The bad or the worse

The outburst of violence in and around Gaza puts Israel's government in an unbearable dilemma: should it invade Gaza, to halt the Palestinian rocket fire and oust the Hamas government, or try to negotiate a stable ceasefire with Hamas. Both options carry high political and strategic risks, and the outcome will set the course of Israeli-Palestinian relations for the foreseeable future.

In the eyes of most Israelis, the seeds of the fighting were sown by the Israeli pullout of Gaza in August 2005. It was morally and strategically right. But Israel failed to disengage itself from Gaza. Palestinian terrorist groups kept firing rockets into Israel, and Israel remained responsible for Gaza's wellbeing.

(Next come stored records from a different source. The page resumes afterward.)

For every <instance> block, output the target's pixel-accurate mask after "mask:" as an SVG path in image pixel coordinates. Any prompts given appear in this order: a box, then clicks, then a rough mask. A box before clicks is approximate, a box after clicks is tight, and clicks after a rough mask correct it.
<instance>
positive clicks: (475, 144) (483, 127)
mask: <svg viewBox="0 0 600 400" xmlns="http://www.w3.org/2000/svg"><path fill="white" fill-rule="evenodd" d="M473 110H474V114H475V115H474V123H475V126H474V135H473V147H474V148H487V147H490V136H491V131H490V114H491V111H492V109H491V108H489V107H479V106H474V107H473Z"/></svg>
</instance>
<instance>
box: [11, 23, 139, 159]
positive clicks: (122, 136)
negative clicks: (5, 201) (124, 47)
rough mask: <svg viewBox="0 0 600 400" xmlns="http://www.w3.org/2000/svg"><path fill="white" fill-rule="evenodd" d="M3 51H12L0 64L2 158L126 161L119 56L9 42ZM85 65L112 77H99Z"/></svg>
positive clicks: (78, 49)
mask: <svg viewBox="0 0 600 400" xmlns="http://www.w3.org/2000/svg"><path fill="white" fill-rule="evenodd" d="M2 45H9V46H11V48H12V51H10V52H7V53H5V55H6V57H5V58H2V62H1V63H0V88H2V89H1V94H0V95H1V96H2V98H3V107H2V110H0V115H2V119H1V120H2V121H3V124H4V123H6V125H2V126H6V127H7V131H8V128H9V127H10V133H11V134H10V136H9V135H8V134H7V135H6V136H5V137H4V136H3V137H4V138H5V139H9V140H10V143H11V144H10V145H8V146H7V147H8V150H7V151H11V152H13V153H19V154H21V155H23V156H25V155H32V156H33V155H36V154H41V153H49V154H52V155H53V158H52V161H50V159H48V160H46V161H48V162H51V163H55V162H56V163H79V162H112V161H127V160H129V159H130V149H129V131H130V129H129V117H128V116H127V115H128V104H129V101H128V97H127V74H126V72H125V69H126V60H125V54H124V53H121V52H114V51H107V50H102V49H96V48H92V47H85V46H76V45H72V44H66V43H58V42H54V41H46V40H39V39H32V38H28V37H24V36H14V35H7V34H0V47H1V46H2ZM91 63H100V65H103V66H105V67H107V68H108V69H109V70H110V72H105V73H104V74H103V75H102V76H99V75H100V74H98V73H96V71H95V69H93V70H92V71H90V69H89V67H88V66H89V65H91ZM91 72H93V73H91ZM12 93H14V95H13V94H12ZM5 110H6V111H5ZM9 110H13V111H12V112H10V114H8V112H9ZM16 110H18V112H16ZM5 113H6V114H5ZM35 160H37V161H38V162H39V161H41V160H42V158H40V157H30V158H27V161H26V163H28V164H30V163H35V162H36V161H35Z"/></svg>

The rocket barrage turned life on this side of the Green Line into a nightmare. Then the second Lebanon war of summer 2006 put the north of Israel under rocket fire from Hizbullah. Many Israelis felt that their country was shrinking, and only the area around Tel Aviv remained relatively safe from rockets.

This has far-reaching implications for any peace process. Israel evacuated south Lebanon and Gaza, and both were turned into launching pads for rockets. A West Bank withdrawal could put all of Israel's populated areas within rocket range. It would make life in Israel unbearable. So, as long as there is no credible response to the rockets - either through a reliable security force to prevent their launch, or technology to intercept them in the air - any territorial change appears unreasonable.

As the rockets kept flowing and Hamas kept arming, pressure was mounting on the Israeli government to invade. But Ehud Olmert, the prime minister, and Ehud Barak, his defence minister, have been reluctant. Time for hesitation is running out, however, as more and more Israelis are falling within hitting range. Olmert has to choose.

He can try to negotiate a ceasefire with Hamas. In a recent Ha'aretz poll, 64% of Israelis supported talks with Hamas on a ceasefire and prisoner exchange. The arguments for talking to Hamas are compelling: a quiet period may lead the organisation to moderate and politicise itself; Hamas has proved more disciplined than Fatah in respecting ceasefires; and Hamas doesn't ask Israel for a final peace deal - it suffices with a long-term truce - which is safer politically for Olmert. But the government is reluctant to reverse its course, forgo its efforts to isolate and bring down Hamas, and admit its strategic failure and weakness.

Olmert fears that by recognising Hamas, Israel will be practically dismissing the president, Mahmoud Abbas, and what remains of the Palestinian moderate camp. Instead, Israel will have to deal with a rejectionist regime that refuses to recognise the country's legitimacy.

The other option, invade and occupy Gaza, is even riskier. It would entail many casualties among Israeli soldiers and Palestinian civilians, and Israel lacks an exit strategy. Nobody is eager to take responsibility for Gaza, and the prospect of controlling the lives of 1.5 million Palestinians is a nightmare for Israelis.

So Olmert is trying desperately to buy more time with limited military operations, while pledging to keep peace negotiations going with Abbas. Olmert's pledges to end the rocket fire ring hollow. The Israeli media and the public are challenging him to order "the large ground operation". Cabinet ministers suggest bombing the site of rocket attacks even if they are in civilian neighbourhoods. Olmert has to choose between the bad and the worse.

In the Arab-Israeli context, wars happen when governments and organisations feel they must deliver on unfulfilled pledges. That is why further escalation appears inevitable - with far-reaching implications for the Middle East's future.